One could add to that a whole string of investment banks that failed to understand the fundamental risks to their business of certain derivatives!

They also note the similarity of the responses they took to their crises and foreshadowed that

A vast number of other global corporations facing similar situations will make the same mistakes because the BP and News Corporation errors reflect flaws in the global corporation 'rule book'.

The first step is to downplay the severity or claim responsibility lay elsewhere (for the GFC think of blaming the Government for encouraging home ownership).

The early dismissal of the issue makes it much harder to win back trust.

The big question here is whether the form of the modern MNC makes risk management possible anymore.

Novae Meridianae Demetae Dexter delenda est

Thursday, July 14, 2011

More lessons from News Corp/International/Limited

Just so we are all clear - News Corp is the parent company, originally of Adelaide now of Delaware. News International is the UK operation. News Limited is the Australian operation.

The company name comes from the Adelaide News. Rupert's father was a journalist, editor then manager. He died with shares in some companies, not control of any. The executors sold the share of Herald and weekly Times allowing Rupert, his mother and siblings to retain the Adelaide News and a Queensland title (can't recall if it was the Courier-Mail).

Rupert sold the Adelaide News when he later acquired the HWT group - competition concerns wouldn't allow him to acquire the HWT title the Advertiser otherwise.

The purpose of this tale is to remind you of the structure of News Corp, and that Murdoch will happily adjust that structure to suit his needs.

An underlying question is what his commitment is to printed media, in particular newspapers. The recent acquisition of The Wall Street Journal clearly indicates Murdoch hasn't given up on print. Despite the public perception that Governments these days are made by television or even social media, Murdoch knows that enduring contributions stem from the daily drip of print that gets recycled in the electronic media.

That changes only when the contagion effect of rapid news transmission takes hold - the mob effect that I earlier referred to in the closure of News of the World.

That closure hasn't yet contained the damage, having to now walk away from the BSkyB bid.

The biggest issue with News Corp remains the ability of the 80 year old Murdoch to maintain control, and to create a family succession.
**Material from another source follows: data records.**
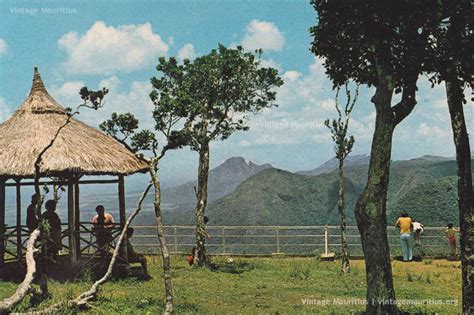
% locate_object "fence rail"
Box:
[4,222,456,259]
[131,225,449,256]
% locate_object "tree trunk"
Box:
[193,142,210,266]
[149,162,174,314]
[446,78,474,314]
[337,159,351,273]
[355,82,398,314]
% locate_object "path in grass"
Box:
[0,256,461,314]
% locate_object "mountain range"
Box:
[165,156,466,226]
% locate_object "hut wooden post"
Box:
[67,179,78,264]
[73,178,81,258]
[118,175,128,261]
[0,177,5,278]
[16,179,22,261]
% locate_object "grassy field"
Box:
[0,256,461,314]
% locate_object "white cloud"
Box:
[49,76,154,128]
[260,59,281,71]
[99,75,119,93]
[49,81,85,109]
[282,71,302,82]
[0,96,11,123]
[417,123,451,140]
[58,21,169,74]
[241,20,285,51]
[177,43,196,61]
[0,38,8,57]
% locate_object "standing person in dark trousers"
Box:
[92,205,115,255]
[395,212,413,262]
[42,200,63,260]
[413,220,425,246]
[26,194,38,234]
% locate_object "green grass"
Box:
[0,256,461,314]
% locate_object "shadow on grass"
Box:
[210,261,255,274]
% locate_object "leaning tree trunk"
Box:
[446,78,474,314]
[149,162,174,314]
[194,142,210,266]
[355,82,398,314]
[337,159,351,273]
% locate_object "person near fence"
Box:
[444,223,459,257]
[413,220,425,246]
[127,227,150,277]
[92,205,115,254]
[395,212,413,261]
[186,246,196,266]
[26,194,38,234]
[204,216,211,240]
[42,199,63,260]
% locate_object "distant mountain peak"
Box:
[218,156,246,167]
[297,154,370,176]
[163,156,272,205]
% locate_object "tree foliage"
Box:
[150,45,283,150]
[310,0,437,93]
[324,82,359,160]
[423,0,474,89]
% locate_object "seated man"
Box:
[92,205,115,254]
[42,200,63,259]
[26,194,38,234]
[127,227,149,276]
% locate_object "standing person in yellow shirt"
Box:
[395,212,413,261]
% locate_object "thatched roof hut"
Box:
[0,68,147,270]
[0,68,146,177]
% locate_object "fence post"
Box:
[173,225,178,254]
[324,225,329,255]
[222,225,225,255]
[276,226,280,254]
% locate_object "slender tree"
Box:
[310,0,436,314]
[424,0,474,314]
[152,45,283,266]
[324,82,359,274]
[100,78,192,314]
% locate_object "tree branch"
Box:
[392,76,416,126]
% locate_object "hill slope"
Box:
[166,159,466,226]
[162,157,272,206]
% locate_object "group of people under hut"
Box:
[395,212,459,262]
[26,194,148,275]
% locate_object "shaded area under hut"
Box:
[0,68,147,278]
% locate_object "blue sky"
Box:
[0,0,474,184]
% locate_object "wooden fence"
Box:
[4,222,456,260]
[131,225,449,256]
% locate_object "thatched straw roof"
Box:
[0,68,146,177]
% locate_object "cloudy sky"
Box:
[0,0,474,188]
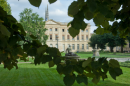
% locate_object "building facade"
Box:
[45,20,92,52]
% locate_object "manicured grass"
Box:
[62,52,130,58]
[0,63,130,86]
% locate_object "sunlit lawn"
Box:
[62,52,130,58]
[0,63,130,86]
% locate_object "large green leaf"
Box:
[63,74,76,86]
[28,0,42,7]
[76,75,88,85]
[82,57,92,67]
[69,27,79,38]
[48,0,57,4]
[48,60,55,68]
[68,1,79,16]
[109,59,120,68]
[92,76,100,84]
[0,23,10,37]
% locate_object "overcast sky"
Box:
[7,0,96,33]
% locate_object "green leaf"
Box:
[48,60,55,68]
[63,65,73,75]
[109,59,120,68]
[28,0,42,7]
[109,67,116,80]
[92,76,100,84]
[63,74,76,86]
[87,0,97,12]
[96,26,104,35]
[76,75,88,85]
[0,23,10,37]
[68,1,79,16]
[93,13,105,25]
[53,57,61,64]
[82,57,92,67]
[81,21,87,30]
[30,35,37,39]
[0,50,8,62]
[7,15,17,23]
[49,0,57,4]
[69,27,79,38]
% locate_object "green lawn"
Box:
[0,63,130,86]
[62,52,130,58]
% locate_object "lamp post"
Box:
[56,36,58,48]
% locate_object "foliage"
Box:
[0,0,11,15]
[0,0,123,86]
[19,8,48,44]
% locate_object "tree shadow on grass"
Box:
[0,64,130,86]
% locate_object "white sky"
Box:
[7,0,97,33]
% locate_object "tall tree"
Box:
[0,0,11,15]
[19,8,48,44]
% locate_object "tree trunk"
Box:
[110,47,113,52]
[121,45,123,53]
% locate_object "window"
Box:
[81,30,84,32]
[67,35,70,40]
[50,34,52,40]
[63,44,65,51]
[56,44,58,48]
[77,44,79,50]
[62,29,65,32]
[50,28,52,31]
[82,44,84,50]
[55,34,58,40]
[62,35,65,40]
[72,44,75,50]
[86,35,88,40]
[55,28,58,31]
[86,44,89,49]
[50,44,53,47]
[77,35,79,40]
[82,35,84,40]
[86,29,88,32]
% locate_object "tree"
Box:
[89,34,106,50]
[0,0,126,86]
[0,0,11,15]
[19,8,48,44]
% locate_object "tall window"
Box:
[67,35,70,40]
[82,35,84,40]
[56,44,58,48]
[50,44,53,47]
[63,44,65,51]
[50,28,52,31]
[55,34,58,40]
[77,35,79,40]
[81,30,84,32]
[72,44,75,50]
[86,35,88,40]
[77,44,79,50]
[55,28,58,31]
[86,44,89,49]
[62,29,65,32]
[62,35,65,40]
[50,34,52,40]
[82,44,84,50]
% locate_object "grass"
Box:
[62,52,130,58]
[0,63,130,86]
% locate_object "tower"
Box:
[45,5,49,21]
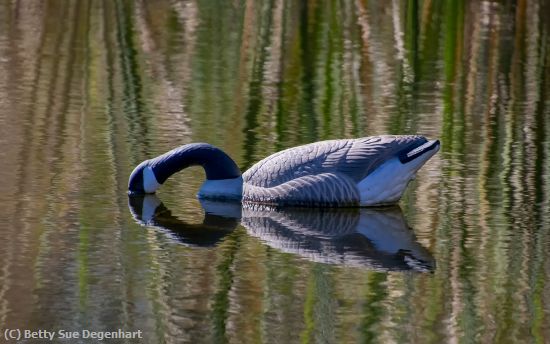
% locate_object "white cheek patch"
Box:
[143,166,160,193]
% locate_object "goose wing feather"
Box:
[243,135,427,188]
[243,173,360,207]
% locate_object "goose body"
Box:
[128,135,440,207]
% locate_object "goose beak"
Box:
[399,140,441,164]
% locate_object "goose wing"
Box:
[243,135,427,188]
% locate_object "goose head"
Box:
[358,140,440,206]
[128,143,242,199]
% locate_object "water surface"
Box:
[0,0,550,343]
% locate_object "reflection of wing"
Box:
[242,207,435,271]
[128,194,240,247]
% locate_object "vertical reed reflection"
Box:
[0,0,550,343]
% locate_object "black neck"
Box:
[149,143,241,184]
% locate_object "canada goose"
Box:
[128,135,440,207]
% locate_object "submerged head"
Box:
[358,140,440,206]
[128,160,161,194]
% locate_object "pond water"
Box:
[0,0,550,343]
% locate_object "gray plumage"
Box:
[243,135,427,206]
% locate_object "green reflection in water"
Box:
[0,0,550,343]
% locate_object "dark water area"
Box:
[0,0,550,343]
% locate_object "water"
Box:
[0,0,550,343]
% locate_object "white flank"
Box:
[197,177,243,200]
[357,142,439,206]
[143,166,160,193]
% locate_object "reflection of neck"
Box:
[198,177,243,201]
[149,143,241,184]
The group faces periodic shareholder actions and the latest turmoil adds to those.

Some have speculated that Murdoch will go a step further and abandon the entire UK business. The challenge is that the shareholding base probably sees a change of executives not a change of structure as the solution.

This creates the possibility of the unthinkable - is the only way to save News Corp and the possibility of a family succession for Rupert to go now. If he accepts the blame for the culture and every other error there is no one left to pursue.
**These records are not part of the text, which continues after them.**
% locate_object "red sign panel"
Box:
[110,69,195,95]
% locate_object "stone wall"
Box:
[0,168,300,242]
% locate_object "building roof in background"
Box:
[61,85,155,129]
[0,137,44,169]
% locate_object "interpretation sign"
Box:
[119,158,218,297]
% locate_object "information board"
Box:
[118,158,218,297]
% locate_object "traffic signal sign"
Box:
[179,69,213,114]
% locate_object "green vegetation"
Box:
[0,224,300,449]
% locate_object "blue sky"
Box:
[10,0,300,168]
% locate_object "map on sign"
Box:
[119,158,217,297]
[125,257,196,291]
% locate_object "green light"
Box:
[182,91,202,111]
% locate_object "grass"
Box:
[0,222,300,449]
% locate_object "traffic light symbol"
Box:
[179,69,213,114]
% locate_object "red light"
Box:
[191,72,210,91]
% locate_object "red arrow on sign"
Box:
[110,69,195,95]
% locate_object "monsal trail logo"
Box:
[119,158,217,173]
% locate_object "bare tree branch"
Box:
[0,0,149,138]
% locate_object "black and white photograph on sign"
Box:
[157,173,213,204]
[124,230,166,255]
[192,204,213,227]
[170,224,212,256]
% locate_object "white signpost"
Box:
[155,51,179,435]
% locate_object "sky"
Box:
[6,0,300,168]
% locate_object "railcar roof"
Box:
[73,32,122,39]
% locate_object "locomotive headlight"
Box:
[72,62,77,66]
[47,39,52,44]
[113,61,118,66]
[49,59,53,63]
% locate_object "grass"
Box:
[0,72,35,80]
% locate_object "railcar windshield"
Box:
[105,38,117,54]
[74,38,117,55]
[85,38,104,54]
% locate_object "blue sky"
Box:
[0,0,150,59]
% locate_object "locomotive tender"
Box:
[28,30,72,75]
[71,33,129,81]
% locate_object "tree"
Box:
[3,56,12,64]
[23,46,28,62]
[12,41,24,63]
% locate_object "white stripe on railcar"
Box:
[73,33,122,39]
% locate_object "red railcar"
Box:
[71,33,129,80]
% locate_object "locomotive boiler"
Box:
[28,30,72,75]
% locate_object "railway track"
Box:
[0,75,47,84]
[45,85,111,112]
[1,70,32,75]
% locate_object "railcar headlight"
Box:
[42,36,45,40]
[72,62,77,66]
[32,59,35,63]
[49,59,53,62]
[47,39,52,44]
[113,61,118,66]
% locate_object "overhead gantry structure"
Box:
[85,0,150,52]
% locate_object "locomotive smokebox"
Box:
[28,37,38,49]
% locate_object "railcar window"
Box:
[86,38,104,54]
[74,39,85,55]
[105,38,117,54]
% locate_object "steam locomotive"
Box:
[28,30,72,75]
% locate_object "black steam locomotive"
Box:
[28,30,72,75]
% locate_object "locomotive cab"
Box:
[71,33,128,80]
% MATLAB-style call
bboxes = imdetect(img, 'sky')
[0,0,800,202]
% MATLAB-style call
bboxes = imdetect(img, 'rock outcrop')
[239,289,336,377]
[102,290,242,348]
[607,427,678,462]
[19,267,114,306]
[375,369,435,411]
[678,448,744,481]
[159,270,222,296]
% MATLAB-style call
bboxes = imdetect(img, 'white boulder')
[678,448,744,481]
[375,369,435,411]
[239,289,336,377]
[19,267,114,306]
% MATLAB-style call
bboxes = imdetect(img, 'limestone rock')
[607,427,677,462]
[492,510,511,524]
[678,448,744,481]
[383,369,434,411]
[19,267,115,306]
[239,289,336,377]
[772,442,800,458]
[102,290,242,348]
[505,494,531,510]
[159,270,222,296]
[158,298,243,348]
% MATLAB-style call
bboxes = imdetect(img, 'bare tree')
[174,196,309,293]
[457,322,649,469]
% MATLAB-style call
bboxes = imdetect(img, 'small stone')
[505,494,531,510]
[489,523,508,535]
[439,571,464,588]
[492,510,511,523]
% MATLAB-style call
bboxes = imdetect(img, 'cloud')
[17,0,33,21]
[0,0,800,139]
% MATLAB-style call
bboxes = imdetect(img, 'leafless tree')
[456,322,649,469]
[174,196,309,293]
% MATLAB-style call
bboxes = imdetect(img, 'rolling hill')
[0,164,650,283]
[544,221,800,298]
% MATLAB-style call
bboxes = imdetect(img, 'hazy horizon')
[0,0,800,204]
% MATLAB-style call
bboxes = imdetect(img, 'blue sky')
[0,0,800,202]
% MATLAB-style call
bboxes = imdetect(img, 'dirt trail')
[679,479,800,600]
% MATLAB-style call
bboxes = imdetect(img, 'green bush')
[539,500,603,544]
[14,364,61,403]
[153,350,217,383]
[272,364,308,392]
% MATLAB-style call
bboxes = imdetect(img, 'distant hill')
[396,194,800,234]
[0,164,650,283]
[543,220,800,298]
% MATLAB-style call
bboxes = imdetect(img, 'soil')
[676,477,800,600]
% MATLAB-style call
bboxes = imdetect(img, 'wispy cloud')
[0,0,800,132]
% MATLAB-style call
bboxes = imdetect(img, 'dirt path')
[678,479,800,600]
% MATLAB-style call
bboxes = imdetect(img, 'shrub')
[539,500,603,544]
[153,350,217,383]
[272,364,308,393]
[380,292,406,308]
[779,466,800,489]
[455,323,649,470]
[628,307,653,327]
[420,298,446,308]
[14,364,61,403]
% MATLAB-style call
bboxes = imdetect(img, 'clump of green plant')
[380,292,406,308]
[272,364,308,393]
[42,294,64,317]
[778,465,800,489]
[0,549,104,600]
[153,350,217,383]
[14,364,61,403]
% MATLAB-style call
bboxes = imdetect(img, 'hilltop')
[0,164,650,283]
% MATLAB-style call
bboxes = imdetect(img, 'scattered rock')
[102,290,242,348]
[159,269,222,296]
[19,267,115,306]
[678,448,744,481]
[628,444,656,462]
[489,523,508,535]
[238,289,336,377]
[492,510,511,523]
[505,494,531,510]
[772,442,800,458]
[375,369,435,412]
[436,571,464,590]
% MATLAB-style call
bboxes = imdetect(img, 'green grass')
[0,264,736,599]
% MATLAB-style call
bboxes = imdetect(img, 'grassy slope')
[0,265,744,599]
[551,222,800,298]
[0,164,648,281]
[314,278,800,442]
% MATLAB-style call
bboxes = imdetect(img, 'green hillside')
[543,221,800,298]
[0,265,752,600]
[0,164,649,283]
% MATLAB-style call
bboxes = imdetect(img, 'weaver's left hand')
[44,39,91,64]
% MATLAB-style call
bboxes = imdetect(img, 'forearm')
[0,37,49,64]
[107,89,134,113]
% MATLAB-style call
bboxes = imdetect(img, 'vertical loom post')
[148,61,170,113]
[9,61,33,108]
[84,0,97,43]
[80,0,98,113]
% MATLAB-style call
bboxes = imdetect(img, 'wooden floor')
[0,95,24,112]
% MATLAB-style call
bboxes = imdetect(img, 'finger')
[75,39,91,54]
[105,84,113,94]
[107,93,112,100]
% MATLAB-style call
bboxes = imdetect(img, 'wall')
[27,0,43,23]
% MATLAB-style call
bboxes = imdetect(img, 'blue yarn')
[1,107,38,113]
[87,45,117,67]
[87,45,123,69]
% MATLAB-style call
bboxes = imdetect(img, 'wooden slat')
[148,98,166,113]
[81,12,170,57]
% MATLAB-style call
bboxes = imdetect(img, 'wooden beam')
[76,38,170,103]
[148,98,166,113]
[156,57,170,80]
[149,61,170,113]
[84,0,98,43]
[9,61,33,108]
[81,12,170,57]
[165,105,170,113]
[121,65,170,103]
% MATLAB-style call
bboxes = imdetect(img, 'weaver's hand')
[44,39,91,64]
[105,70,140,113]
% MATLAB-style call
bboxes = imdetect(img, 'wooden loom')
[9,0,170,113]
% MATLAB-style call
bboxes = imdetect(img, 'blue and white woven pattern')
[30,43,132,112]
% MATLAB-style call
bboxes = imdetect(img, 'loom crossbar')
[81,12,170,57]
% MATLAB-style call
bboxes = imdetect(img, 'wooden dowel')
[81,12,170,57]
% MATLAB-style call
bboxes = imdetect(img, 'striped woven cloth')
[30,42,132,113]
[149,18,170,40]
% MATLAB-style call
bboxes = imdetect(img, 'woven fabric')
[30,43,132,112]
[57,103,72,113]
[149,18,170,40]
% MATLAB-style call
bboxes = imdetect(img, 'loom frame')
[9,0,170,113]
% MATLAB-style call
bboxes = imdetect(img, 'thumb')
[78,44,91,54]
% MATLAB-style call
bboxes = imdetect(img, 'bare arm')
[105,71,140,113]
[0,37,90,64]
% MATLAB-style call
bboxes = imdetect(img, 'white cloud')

James and Elisabeth are both tarnished by the News International story (and the purchase of Shine). Lachlan is currently a relative clean skin - having effectively rejected the culture of his father.
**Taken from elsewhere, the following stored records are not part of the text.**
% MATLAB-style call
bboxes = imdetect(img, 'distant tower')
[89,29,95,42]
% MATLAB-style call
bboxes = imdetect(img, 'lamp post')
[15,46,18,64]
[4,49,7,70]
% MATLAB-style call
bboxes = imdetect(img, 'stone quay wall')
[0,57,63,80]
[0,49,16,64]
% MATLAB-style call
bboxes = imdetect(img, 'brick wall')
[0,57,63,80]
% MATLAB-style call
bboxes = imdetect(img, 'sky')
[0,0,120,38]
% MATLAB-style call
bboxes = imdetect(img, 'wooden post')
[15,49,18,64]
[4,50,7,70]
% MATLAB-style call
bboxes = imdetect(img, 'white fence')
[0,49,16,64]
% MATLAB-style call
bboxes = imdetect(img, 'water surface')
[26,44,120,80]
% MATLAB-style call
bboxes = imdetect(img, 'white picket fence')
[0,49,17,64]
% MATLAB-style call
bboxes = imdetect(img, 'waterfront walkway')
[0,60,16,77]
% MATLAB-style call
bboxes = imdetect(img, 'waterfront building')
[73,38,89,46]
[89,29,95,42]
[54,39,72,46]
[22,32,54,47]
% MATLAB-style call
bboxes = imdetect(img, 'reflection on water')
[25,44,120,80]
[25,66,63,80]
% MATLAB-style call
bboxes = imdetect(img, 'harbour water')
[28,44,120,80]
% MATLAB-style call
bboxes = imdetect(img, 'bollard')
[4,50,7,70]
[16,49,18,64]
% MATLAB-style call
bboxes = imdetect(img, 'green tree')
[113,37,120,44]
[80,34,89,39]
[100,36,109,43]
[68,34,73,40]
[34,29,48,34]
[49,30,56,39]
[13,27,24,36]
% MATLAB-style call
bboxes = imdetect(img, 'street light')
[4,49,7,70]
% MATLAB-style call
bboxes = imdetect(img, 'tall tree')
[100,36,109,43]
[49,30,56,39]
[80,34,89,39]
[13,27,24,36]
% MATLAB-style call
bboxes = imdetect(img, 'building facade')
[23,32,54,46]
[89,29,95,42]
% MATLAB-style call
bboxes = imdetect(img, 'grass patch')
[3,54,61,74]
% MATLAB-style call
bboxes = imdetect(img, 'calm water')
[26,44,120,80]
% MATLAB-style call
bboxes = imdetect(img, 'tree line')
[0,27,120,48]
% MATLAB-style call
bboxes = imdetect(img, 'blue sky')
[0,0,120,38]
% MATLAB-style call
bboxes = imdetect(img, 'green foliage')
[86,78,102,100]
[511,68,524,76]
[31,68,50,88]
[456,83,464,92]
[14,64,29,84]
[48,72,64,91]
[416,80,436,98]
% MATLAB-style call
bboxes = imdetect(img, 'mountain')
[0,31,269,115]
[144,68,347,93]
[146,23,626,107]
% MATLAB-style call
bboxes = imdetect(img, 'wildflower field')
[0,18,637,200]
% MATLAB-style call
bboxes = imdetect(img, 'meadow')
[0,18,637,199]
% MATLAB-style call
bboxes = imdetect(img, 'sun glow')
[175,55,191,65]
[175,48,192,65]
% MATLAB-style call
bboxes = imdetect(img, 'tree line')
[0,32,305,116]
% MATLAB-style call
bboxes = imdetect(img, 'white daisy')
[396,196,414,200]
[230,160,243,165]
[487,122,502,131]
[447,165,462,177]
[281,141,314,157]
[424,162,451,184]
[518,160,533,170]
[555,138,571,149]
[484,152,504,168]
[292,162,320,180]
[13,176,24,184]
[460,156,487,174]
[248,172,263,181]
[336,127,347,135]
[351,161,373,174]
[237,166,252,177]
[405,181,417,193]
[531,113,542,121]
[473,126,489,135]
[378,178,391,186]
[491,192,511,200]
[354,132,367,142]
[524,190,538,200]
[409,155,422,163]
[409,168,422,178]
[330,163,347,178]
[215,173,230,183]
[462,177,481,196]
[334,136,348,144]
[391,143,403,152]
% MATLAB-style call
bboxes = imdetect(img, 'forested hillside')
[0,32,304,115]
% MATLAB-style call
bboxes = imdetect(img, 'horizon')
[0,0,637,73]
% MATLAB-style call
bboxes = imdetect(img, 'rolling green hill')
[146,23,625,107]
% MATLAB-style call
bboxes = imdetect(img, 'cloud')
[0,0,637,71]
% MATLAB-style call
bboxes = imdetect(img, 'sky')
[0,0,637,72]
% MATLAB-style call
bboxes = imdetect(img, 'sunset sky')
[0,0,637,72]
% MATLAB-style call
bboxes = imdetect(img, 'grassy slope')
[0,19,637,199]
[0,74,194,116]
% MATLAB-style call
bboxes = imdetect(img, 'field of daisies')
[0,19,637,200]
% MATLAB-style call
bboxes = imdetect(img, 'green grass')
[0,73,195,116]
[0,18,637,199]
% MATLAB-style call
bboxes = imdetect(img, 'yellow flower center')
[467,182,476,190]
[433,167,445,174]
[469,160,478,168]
Finally there is ample evidence that what goes on in News is cultural - by which one means unstated by widely accepted norms of behaviour. News Limited has been playing the game pretty solidly over its support of the Sky News bid for Australia Network - even though the ownership is through News International.

Today the Oz has run a story as a kind of "counter corruption" story suggesting inappropriate behaviour by ABC execs in support of the ABC bid. Ultimately the prohibition on lobbying during tendering is an obligation on those being lobbied not the lobbyists. I would be dearly interested in knowing if anyone from News or Seven or lobbyists acting on their behalf has said anything to any Minister about the tender. The difficulty is getting anyone to admit to it - on either side.

Note: A couple of reading recommendations. The Shawcross biography of Murdoch is far better than Wolff's The Man Who Owns the News, but the latter is more up to date. The story of subscription television in the UK, and the eventual merger of Sky and BSB to make BSkyB is well told in Dished! The Rise and Fall of British Satellite Broadcasting.)